An Alternative Treatment for Parkinson’s Patients
April is Parkinson’s Awareness Month and an opportune time to highlight the disease and how medical marijuana may be a beneficial treatment option for those living with the condition. Many Parkinson’s patients find themselves desperate for alternative treatment options that provide sufficient relief of their symptoms and help avoid or postpone the need for surgery down the road.
“Parkinson’s disease (PD) is a neurodegenerative disorder that affects predominantly dopamine-producing (“dopaminergic”) neurons in a specific area of the brain called the substantia nigra.” (parkinson.org). Symptoms of PD usually form over many years and the progression can vary from person to person. Some patients with PD may experience one or all of the following:
- Tremors, mainly when resting
- Bradykinesia, slow movements
- Limb rigidity, stiffness of the arms or legs beyond general aging or arthritis
- Gait and balance problems
In early signs of PD, patients may experience little to no expression on one side of the face, limited arm movement or soft or slurred speech. Overtime, the symptoms of Parkinson’s will increase. (mayoclinic.org) When diagnosing a patient with Parkinson’s, physicians will look at the patient’s medical history, review their signs and symptoms and conduct neurological and physical exams.
Current Treatments of Parkinson’s
Unfortunately, the cause of PD remains unknown with no known cure. However, medications and surgery do help reduce the symptoms. Parkinson’s may not directly cause death in patients, but complications from the disease can be very serious. “The Centers for Disease Control and Prevention (CDC) rated complications from PD as the 14th cause of death in the United States.” (parkinson.org).
In addition to medications and possible surgeries, physicians may suggest various lifestyle changes for their patients to help improve quality of life. “In some cases, physical therapy that focuses on balance and stretching is also important. A speech-language pathologist may help improve speech problems.” (mayoclinic.org)

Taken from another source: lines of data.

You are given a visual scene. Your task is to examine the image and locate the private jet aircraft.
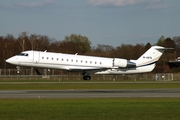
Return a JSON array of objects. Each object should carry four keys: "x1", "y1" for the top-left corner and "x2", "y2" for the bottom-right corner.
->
[{"x1": 6, "y1": 46, "x2": 166, "y2": 80}]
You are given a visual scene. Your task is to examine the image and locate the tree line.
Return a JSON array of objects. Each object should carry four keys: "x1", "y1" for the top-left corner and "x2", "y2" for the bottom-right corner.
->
[{"x1": 0, "y1": 32, "x2": 180, "y2": 72}]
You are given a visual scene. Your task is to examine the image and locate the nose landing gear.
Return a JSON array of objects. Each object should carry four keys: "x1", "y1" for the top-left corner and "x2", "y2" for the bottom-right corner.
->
[{"x1": 82, "y1": 71, "x2": 91, "y2": 80}]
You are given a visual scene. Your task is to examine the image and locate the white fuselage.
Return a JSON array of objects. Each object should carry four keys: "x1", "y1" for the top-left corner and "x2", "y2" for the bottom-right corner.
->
[{"x1": 6, "y1": 46, "x2": 165, "y2": 77}]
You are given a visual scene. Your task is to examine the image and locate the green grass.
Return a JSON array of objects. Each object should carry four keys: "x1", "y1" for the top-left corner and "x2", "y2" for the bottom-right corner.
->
[
  {"x1": 0, "y1": 82, "x2": 180, "y2": 90},
  {"x1": 0, "y1": 98, "x2": 180, "y2": 120}
]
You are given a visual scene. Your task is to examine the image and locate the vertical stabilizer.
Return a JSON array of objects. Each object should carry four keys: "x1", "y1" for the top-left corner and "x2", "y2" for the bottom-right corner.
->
[{"x1": 136, "y1": 46, "x2": 166, "y2": 66}]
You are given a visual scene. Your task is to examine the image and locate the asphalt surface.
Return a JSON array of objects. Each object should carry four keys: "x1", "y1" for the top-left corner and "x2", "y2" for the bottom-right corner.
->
[{"x1": 0, "y1": 89, "x2": 180, "y2": 99}]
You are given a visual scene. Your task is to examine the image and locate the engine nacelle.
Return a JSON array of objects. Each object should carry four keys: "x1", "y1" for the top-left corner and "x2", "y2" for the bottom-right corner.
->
[{"x1": 114, "y1": 58, "x2": 136, "y2": 68}]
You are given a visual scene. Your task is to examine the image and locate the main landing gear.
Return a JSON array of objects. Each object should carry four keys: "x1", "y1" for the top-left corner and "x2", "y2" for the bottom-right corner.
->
[
  {"x1": 83, "y1": 75, "x2": 91, "y2": 80},
  {"x1": 82, "y1": 71, "x2": 91, "y2": 80}
]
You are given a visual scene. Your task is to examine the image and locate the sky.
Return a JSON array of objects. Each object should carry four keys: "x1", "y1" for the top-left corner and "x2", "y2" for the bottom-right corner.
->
[{"x1": 0, "y1": 0, "x2": 180, "y2": 47}]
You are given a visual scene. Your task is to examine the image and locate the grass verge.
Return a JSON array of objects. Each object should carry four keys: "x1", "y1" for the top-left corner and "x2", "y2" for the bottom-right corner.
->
[
  {"x1": 0, "y1": 98, "x2": 180, "y2": 120},
  {"x1": 0, "y1": 82, "x2": 180, "y2": 90}
]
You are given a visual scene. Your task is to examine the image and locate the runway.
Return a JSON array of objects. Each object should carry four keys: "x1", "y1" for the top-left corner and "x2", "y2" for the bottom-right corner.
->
[{"x1": 0, "y1": 89, "x2": 180, "y2": 99}]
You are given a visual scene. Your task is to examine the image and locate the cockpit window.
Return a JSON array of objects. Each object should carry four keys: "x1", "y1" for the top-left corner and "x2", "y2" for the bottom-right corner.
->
[{"x1": 18, "y1": 53, "x2": 28, "y2": 56}]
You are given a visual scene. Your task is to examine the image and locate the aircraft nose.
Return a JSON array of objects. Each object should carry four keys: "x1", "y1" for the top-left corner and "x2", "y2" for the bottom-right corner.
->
[
  {"x1": 6, "y1": 58, "x2": 12, "y2": 63},
  {"x1": 6, "y1": 57, "x2": 16, "y2": 64}
]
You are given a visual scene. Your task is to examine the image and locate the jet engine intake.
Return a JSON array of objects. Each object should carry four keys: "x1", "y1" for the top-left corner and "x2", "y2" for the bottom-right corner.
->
[{"x1": 113, "y1": 58, "x2": 136, "y2": 68}]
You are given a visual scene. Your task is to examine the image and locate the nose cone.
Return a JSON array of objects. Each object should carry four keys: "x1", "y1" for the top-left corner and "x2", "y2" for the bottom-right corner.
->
[{"x1": 6, "y1": 57, "x2": 17, "y2": 64}]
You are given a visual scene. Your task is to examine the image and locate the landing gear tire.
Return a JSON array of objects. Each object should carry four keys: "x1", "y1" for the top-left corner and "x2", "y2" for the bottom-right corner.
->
[{"x1": 83, "y1": 76, "x2": 91, "y2": 80}]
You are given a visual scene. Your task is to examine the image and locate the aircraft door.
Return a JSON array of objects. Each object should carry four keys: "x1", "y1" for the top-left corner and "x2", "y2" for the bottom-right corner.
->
[{"x1": 33, "y1": 51, "x2": 40, "y2": 63}]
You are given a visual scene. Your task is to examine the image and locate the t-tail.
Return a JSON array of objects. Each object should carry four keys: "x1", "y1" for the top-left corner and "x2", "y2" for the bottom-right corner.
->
[{"x1": 134, "y1": 46, "x2": 167, "y2": 72}]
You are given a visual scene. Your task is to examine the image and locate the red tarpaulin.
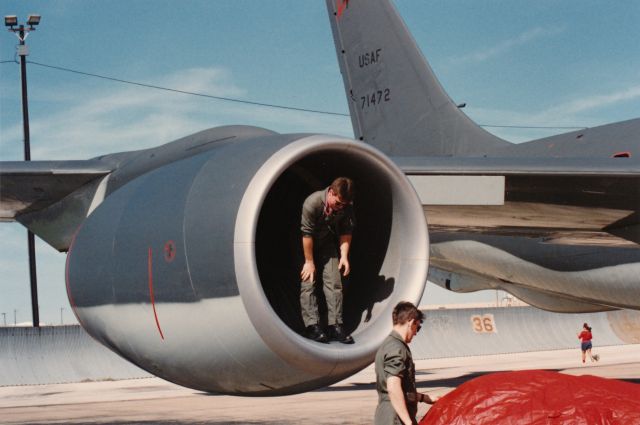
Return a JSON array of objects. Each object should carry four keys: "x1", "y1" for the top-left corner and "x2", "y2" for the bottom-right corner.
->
[{"x1": 420, "y1": 370, "x2": 640, "y2": 425}]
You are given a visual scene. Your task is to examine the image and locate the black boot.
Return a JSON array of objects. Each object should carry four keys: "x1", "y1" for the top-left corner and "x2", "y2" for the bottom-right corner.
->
[
  {"x1": 329, "y1": 325, "x2": 354, "y2": 344},
  {"x1": 304, "y1": 325, "x2": 329, "y2": 344}
]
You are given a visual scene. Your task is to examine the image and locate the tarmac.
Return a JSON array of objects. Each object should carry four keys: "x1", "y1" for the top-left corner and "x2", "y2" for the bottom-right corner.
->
[{"x1": 0, "y1": 344, "x2": 640, "y2": 425}]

Treating with Medical Cannabis
Although the medications that physicians prescribe to their patients can be helpful, there still seems to be a gap in the efficacy of these medications. Patients with PD are often eager to find alternative methods to help subdue their symptoms, which leads many to look into the therapeutic capabilities of medical marijuana.
“Our bodies make natural cannabinoids that control sleep, appetite, mood and other processes by binding to receptors throughout the body and brain. These receptors are found in particularly high numbers in the basal ganglia, a circuit of brain cells that controls movement and is affected in Parkinson’s. Because the cannabinoids in marijuana bind to the receptors in our body and brain, researchers have looked at whether they could bind to basal ganglia and other receptors to modify the course of PD or help ease symptoms of disease.” – michealjfox.org
Despite the constant struggle to get medical marijuana into clinical trials, a handful have been conducted based on the effects medical cannabis has on decreasing motor/non-motor symptoms and levodopa-induced dyskinesia (involuntary movements that may result with long-term use of levodopa and many years of living with PD). Unfortunately, due to strict federal restrictions, there is insufficient evidence to definitively say that medical marijuana and cannabinoids are an effective treatment for Parkinson’s. However, it’s recognized that there could be substantial benefit to introducing the plant into a PD patient’s treatment plan if they’re the right fit.